News Centre
Teaching Legacy Sue Host
November 17, 2022

Sue Host is currently the Principal at Our Lady of Perpetual Succour Catholic Primary School, West Pymble. Sue has been with Catholic schools since 1995 and has held the positions of Classroom teacher, REC Coordinator, Assistant Principal and Principal at 4 CSBB schools, Carlingford, Narrabeen, Wahroonga and West Pymble. Sue retires this year but before she moves into retirement we wanted to reflect on her path in the education and leadership space…

Can you tell us a little bit about what led you to choose a teaching career?

There is only one vocation I ever thought about from a very young age and that was to be a teacher. That was my goal all through High School. In Year 12,  I applied to the Catholic College of Education (now ACU) to study a Diploma of Teaching. In those days, the Principal of the College interviewed all applicants. I believe the interview was my golden ticket. My love for the vocation shone through in all my responses.  I loved Teachers College and loved learning about child development, child psychology, the primary curriculum and classroom management.

I remember the feeling of teaching out the front of the classroom on my practicums and realised even in those early days the importance of the job and my impact on young minds.  I was tasked with a very important role and I accepted it reverently with pride.  Consequently, I remember not feeling nervous in front of my supervisor, all I cared about were the students in front of me. I excelled at College with many High Distinctions and Distinctions because I was doing what I love and this is still the case today.  I am honoured and humbled to be a part of a student’s education.

What does school leadership mean to you?

I like the metaphor of school leadership being the Captain of a ship steering the school through all kinds of conditions. The Captain relies and works with his crew to safely transport passengers to their destination. So too does school leadership, providing a safe and supportive environment for all members of the community as they work towards their destination of human flourishment. School leadership is much bigger than the one person, the principal. It involves many people working towards the same goal in a culture of respect and collaboration to “inspire hearts and minds to know Christ, to love learning and to use their talents to be the very best they can be.” (CSBB Towards 2025)

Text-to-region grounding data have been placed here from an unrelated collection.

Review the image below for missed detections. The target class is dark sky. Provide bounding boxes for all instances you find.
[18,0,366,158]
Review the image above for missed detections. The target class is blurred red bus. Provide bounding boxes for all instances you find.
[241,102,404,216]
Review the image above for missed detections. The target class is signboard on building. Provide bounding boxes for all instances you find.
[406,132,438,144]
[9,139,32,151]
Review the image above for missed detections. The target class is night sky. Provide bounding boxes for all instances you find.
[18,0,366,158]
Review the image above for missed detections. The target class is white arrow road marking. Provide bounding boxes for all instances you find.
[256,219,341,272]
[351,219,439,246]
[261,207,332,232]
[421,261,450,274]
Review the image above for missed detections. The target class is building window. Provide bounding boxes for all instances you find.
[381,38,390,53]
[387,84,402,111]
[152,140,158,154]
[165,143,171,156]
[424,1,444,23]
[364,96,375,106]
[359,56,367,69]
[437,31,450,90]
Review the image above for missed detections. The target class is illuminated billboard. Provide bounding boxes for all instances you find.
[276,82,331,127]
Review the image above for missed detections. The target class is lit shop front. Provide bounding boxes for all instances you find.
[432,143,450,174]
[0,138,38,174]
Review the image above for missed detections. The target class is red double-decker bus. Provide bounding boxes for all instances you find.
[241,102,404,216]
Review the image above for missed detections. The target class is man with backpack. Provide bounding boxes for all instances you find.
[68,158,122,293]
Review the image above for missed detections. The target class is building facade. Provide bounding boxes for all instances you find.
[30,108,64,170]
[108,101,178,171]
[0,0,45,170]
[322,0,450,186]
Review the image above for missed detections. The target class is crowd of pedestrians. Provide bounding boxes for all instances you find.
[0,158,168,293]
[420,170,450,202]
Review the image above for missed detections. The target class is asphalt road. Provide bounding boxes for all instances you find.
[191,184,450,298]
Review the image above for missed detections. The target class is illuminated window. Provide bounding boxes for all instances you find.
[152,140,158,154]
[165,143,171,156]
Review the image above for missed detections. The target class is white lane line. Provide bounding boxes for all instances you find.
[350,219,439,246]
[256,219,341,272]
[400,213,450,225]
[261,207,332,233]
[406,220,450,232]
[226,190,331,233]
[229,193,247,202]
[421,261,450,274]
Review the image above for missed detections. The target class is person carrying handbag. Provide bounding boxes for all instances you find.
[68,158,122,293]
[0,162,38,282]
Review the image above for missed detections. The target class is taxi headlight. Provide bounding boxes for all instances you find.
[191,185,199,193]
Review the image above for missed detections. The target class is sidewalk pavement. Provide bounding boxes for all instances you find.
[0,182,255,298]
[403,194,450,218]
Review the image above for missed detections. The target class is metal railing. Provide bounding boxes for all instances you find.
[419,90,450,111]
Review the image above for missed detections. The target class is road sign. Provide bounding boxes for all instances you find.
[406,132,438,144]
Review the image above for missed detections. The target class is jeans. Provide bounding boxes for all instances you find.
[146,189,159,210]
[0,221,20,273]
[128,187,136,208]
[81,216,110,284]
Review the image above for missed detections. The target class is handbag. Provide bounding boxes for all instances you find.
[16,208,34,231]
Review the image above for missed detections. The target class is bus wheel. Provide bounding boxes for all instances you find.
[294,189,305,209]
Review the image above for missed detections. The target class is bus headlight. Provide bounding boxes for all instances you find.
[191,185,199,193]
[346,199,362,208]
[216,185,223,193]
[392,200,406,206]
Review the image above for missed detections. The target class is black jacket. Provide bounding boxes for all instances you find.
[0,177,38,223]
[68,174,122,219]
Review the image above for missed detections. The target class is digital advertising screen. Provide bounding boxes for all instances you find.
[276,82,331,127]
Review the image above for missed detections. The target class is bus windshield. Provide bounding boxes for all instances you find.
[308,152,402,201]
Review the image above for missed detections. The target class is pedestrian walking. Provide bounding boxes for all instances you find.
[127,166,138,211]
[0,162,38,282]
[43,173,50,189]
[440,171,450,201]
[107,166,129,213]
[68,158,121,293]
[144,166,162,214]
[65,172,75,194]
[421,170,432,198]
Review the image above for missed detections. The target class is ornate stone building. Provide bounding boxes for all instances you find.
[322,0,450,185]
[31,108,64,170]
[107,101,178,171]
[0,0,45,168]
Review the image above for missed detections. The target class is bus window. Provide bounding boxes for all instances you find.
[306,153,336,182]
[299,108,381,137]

What does student success mean to you?

I like to think about student success in the broadest sense. There are many indicators of student success. It’s about the student achievement and growth in all Key Learning Areas and ensuring you are providing the best teachers who are constantly developed professionally to meet the needs of the students in their class. Student success is also about students developing their social and emotional skills so they can learn to get along with others and interact successfully in their school environment and in society. Student success is about touching their hearts with the love of God and providing experiences of Jesus Christ.

Who inspired your path in education and leadership?

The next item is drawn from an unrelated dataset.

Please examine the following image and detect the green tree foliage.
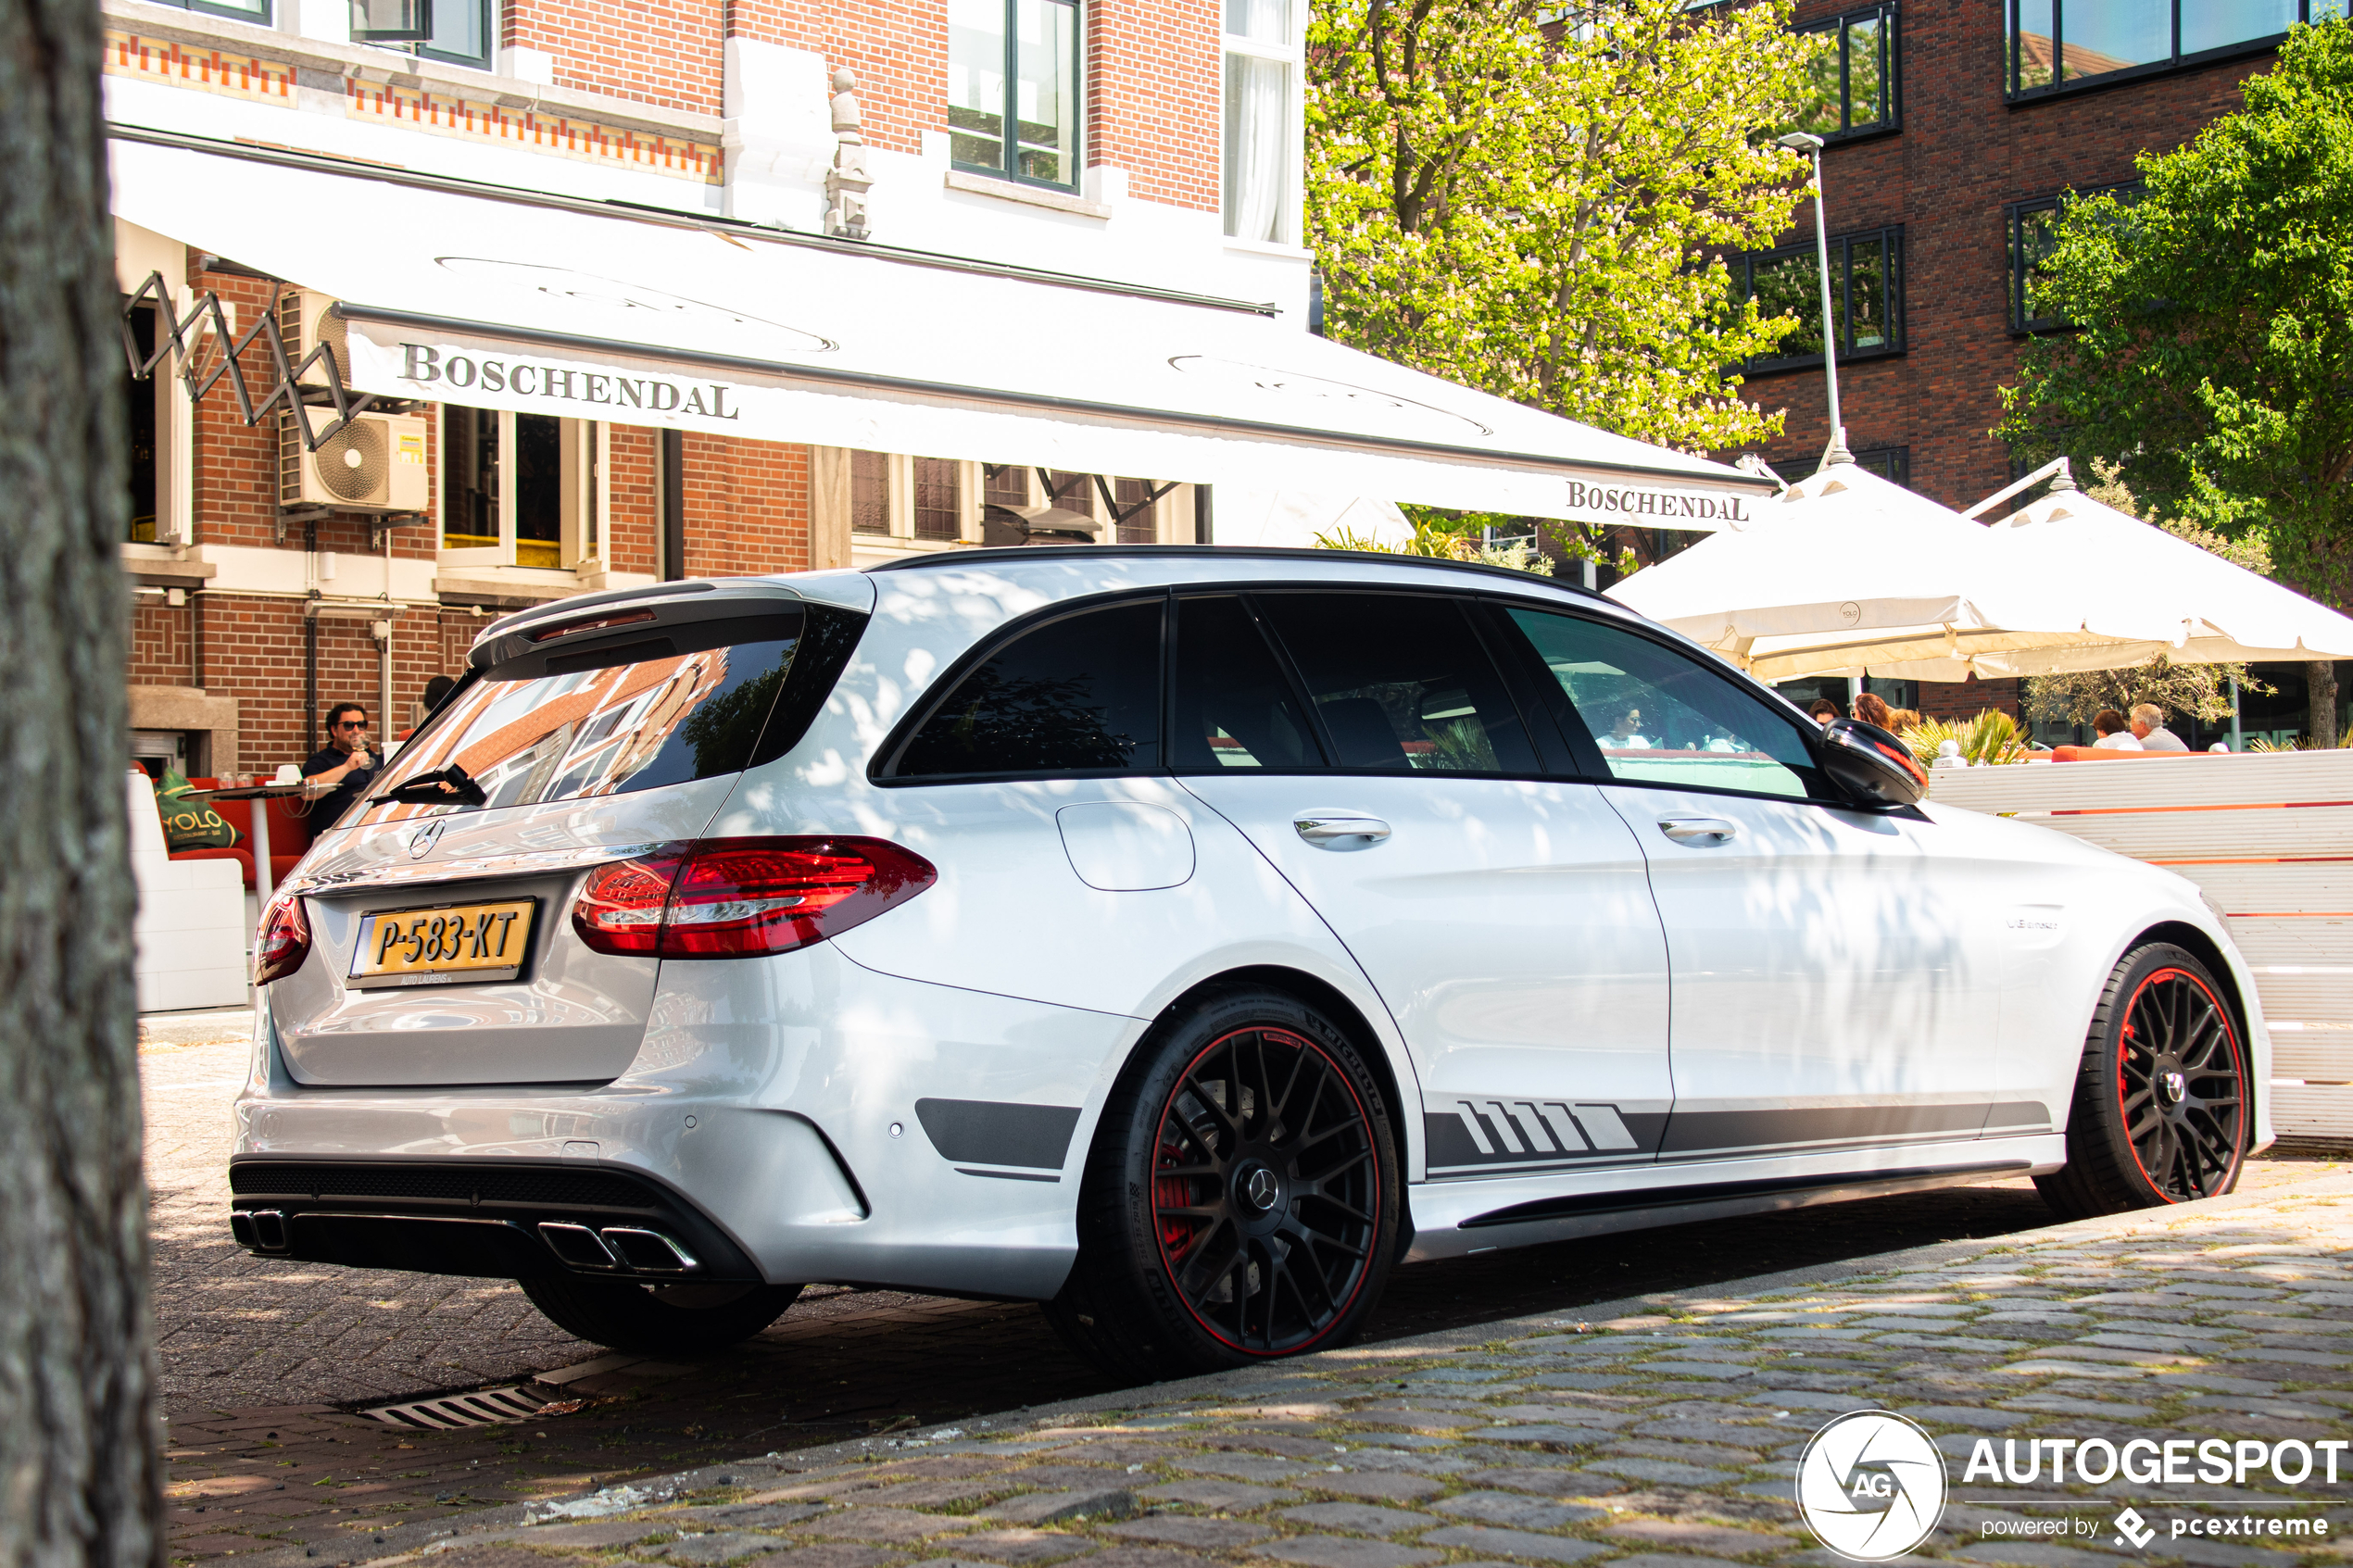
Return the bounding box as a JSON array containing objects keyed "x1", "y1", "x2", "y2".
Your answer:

When I was teaching at Prouille in 1999, I led literacy learning and teaching throughout the school. Trish Wilson was the School’s Consultant at the time, she approached me to apply for the Assistant Principal position at OLPS. I had never considered “formal” leadership but decided to apply out of respect to Trish. I never considered for one moment that I would be successful.

The most influential person on my leadership is Val Delany who was the Principal of OLPS when I was AP. I shared the principalship with Val in 2005. I learnt so much from Val, but I think the most valuable lesson was her sheer determination to improve student learning with a hands-on approach. You can do that in a small school. She used her gifts and expertise as a Reading Recovery Tutor to lift reading levels throughout the school.

What is a favourite memory of your career?

The day $2,000,000 was promised to OLPS by the Federal Government in response to the Global Financial Crisis. My P&F president at the time greeted me on road duty in the afternoon and told me that OLPS would be gifted with $2,000,000! I didn’t believe him. This was the most amazing gift that really transformed the facilities at OLPS and brought us into 21st century with contemporary and innovative learning spaces.

Br Tony Wheelan loved our new hall so much that he invited all the principals to OLPS for a Director/Principals meeting in the Father Jones Hall. Imagine every principal in the Diocese at little OLPS!

What is something that you learnt in your teaching journey?

Get to know your students, listen to them and know how they learn. Then as a leadership team get to know your staff, listen to them and know how they learn. Interacting and engaging with parents is an honour and privilege as I have also got to know the parents and built their trust.

How does it feel to have embedded so many years into education?

I have loved every day and every year of my work in education. I love being in a community where Christ is central to all we do. There are few workplaces where this can be the case.

I was made for this vocation!

I feel passionate about education as it is the gateway to a happy and fulfilling life. Our young people are the future of our planet. They are creative, collaborative problem solvers who can make a real difference in our world.

What is a moment that still makes you feel proud?

There are many, many moments that make me feel proud.  When a child can suddenly read and write, when the school is shiny and looks its best, when we celebrate on special occasions as a community. I will miss those everyday moments and pray that I have made a small difference to the lives of the people I have come into contact for over 41 years!

We honour Sue and thank her for her service to Catholic Schools Broken Bay and all who have been taught and led by her, God Bless.